At the same time, the Guide is also deeply flawed, to the point where it may do as much harm as good. It touts the message that environmental problems are the fault of each of us as individuals, and that we can solve them by shopping more wisely. While no one would deny that it is important for us to be more aware and to make changes in our personal lifestyles, it is misleading in the extreme to suggest that this is where most of the problems, or most of the solutions, lie. For example, it's true that we should each try to make less use of private automobiles, but it's also true that if the government were to toughen vehicle emission standards, and if it were to make public transit more convenient and less expensive, it would have more effect than any amount of pleading with individual drivers to drive less. Similarly, it's all very well to urge us to try to avoid buying non-returnable pop bottles, but it would be a lot more effective if their manufacture was simply banned.
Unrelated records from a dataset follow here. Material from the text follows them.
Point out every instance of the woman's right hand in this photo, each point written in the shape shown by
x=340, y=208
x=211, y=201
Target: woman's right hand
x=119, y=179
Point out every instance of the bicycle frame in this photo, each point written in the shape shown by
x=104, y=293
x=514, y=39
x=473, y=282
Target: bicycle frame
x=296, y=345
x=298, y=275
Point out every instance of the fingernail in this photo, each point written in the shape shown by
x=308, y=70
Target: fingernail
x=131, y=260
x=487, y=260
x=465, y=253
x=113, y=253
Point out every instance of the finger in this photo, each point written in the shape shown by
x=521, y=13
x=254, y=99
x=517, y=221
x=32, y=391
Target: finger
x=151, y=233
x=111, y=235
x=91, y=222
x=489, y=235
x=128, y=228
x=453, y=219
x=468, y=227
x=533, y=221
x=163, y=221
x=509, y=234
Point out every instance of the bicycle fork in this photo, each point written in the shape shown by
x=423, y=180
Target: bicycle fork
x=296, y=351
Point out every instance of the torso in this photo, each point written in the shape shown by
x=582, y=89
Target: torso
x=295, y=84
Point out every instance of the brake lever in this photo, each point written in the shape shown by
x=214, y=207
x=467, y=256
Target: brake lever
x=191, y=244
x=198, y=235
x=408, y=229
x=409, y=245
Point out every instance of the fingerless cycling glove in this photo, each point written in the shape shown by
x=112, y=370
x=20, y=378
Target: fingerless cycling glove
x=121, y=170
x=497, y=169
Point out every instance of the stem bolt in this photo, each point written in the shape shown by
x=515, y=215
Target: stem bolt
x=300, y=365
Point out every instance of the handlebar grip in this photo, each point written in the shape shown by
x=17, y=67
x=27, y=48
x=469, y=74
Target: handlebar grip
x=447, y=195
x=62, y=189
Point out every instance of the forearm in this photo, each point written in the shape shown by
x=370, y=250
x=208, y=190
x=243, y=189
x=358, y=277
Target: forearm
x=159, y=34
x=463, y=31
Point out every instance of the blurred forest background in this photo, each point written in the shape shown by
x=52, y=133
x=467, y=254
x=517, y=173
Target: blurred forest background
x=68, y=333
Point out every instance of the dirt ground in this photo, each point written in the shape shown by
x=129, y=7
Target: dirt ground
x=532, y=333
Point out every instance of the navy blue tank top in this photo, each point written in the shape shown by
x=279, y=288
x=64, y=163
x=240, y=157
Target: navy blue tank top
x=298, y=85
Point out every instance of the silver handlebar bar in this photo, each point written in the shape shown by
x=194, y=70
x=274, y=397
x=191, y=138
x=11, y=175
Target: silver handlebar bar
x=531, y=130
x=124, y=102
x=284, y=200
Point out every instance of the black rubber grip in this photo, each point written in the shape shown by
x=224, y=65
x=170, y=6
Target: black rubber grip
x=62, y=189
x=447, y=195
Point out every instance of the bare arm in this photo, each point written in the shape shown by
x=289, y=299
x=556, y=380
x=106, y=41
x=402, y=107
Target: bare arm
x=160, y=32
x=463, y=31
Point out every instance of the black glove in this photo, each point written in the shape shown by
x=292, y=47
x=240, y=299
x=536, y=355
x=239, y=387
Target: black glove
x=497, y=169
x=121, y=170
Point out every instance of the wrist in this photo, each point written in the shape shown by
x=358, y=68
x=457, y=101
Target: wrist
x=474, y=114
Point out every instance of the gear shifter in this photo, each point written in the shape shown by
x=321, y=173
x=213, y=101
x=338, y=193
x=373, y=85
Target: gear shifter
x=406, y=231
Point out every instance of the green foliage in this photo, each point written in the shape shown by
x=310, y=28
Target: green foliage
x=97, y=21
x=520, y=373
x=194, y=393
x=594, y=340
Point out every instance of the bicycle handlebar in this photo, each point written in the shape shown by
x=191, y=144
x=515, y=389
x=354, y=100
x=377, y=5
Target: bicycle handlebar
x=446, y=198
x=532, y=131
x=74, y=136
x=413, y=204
Many environmental problems have a lot to do with bad policies and harmful structures, and need to be dealt with on the level of public policy. If we live downstream from a company dumping poison in the water (as millions of us do), we'd be a lot further ahead if we were able to get together and exert enough pressure to have those responsible jailed, and have the source cleaned up, than we would be each spending $235 to have our tap water tested, as the Canadian Green Consumer Guide suggests. By publishing a popular book that ignores the need for collective action and reduces environmental issues to individual consumer choices, Pollution Probe has made a contribution that is questionable at best.